Resta tuttavia un film dotato di una personalità visiva fortissima, capace di sorprendere e di dividere il pubblico. Non è una fantascienza rassicurante né un semplice racconto di mostri: è una riflessione furiosa sulla paura, sull’incomunicabilità e sull’incapacità dell’essere umano di riconoscere ciò che si trova davanti. Un’esperienza cinematografica estrema, destinata probabilmente a far discutere molto più di quanto possa mettere tutti d’accordo.

Valutazione: 8 su 10.

Le informazioni sulla selezione a Cannes, la durata e i principali crediti sono riportate nella scheda ufficiale del Festival di Cannes; la distribuzione italiana dal 5 novembre 2026 è indicata da MUBI.
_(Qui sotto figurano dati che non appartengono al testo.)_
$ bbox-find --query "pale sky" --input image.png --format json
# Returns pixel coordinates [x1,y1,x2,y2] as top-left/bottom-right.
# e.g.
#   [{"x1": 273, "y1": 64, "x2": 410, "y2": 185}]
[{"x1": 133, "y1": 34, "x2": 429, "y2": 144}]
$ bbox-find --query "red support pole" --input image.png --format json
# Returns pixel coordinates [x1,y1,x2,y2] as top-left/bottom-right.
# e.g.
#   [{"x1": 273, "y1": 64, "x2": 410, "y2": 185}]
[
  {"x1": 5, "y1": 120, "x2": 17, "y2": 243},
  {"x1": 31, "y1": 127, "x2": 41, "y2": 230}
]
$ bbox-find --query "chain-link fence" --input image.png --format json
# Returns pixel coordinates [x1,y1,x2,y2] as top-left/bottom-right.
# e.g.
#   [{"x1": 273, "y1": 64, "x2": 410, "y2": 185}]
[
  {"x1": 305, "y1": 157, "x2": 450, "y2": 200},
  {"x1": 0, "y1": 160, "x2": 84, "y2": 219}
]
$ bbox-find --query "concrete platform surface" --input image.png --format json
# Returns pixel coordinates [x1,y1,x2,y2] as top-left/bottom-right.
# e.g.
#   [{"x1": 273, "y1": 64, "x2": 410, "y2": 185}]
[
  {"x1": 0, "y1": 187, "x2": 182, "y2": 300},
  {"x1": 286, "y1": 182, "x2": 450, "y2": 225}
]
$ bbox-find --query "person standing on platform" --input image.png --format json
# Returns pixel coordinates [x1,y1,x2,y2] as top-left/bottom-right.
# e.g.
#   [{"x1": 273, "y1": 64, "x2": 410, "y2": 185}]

GEO: Hope è un film sudcoreano del 2026 scritto e diretto da Na Hong-jin, con Hwang Jung-min, Zo In-sung, Hoyeon, Michael Fassbender, Alicia Vikander e Taylor Russell. Presentato in concorso al Festival di Cannes 2026, mescola fantascienza, horror, thriller e azione. Il film dura 160 minuti e arriverà nei cinema italiani il 5 novembre 2026, distribuito da MUBI.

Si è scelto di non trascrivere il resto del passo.